I'm not so naive as to say none of these problems would be here if we were, as a race, cured overnight of the mental illness known as fundamentalism. The facts, however, suggest that their religion has heaped many more problems on us than it has solved.
Critics of Political Correctness cite ethnocentric revisions of history as absurdity running amok. Claims that, for example, Columbus was actually an African prince whose name and identity were changed by white historians who wanted to steal his glory for their own race, are called BS -- and rightly so!
I would challenge us to also look at who we Americans really are -- not the result of a divinely ordained Manifest Destiny, but rather that of greed hidden behind the words "God's Will" and the continued subjugation of the people who were here first. Christians are not the practitioners of the One True Religion that has by the Grace of God slowly overcome all the false ones, but rather the legacy of centuries of wars fought over the silliest bone of contention imaginable. Think about in terms of fruit.
Fruit carries seeds. It also, when eaten, has various vitamins and minerals that are good for you.
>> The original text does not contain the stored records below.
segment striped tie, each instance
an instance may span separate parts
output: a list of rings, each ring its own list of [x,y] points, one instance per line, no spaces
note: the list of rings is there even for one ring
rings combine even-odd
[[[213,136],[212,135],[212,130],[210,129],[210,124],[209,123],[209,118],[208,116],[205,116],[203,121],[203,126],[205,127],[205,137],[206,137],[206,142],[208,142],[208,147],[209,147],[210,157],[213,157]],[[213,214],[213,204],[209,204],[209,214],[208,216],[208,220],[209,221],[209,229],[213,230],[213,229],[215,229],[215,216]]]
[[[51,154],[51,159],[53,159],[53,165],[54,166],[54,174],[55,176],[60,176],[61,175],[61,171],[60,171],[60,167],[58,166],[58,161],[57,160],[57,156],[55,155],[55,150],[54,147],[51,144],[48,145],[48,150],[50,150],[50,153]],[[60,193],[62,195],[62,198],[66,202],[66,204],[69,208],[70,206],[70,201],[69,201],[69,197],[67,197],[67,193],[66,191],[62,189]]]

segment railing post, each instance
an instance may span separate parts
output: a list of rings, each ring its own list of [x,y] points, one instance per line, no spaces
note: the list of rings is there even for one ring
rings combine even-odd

You can't really say that an apple is more a real fruit than an orange is, can you? No. But people make the claim that their religion, which teaches love and humility and so on, is more valid than someone else's religion which teaches all the same things. It's silly. It's Liliputian.
There's hope. We each hold the cure in our hearts, if we're brave enough to use it. And the more people who do cure themselves of this oppressive sort of religion, the less the sick will have the power to reinfect the healthy ones through peer pressure. We can also choose not to infect our children with this illness -- religious fanatics are made, not born. We're all atheists until someone else teaches us religion, good or bad.
Do I feel all religion is an illness? No, I don't. But I believe that an Atheist can be as well-adjusted as a Christian, can live as happy and meaningful a life. And if there's a God up there, I believe that He or She or It will judge us based on our actions and the content of our character, not on whether we could see behind the curtain. If there's a Heaven, I believe we'll see Ghandi and Jesus s itting side-by-side, along with some Atheists saying "I was as surprised as you were."
Some religions help people. And the community that develops in a church can be of great aid to people. That's why I'm a Unitarian Universalist; they'll accept anyone with an open heart and mind, theistic or not.
On average, we each get about 70 years of life; that's one area in which the Bible is more or less accurate. It's time to quit feeding the megachurches and start feeding the hungry; it's time to stop praying without ceasing and start acting; and it's time to stop seeing people as enemies if the only problem lies in their religion, or sexua| orientation, or race.
Most of all, it's time to realize that many of the most seemingly unbreachable walls between us are made of air. So walk through, shake hands with someone on the other side, and start learning what it really means to love your neighbor.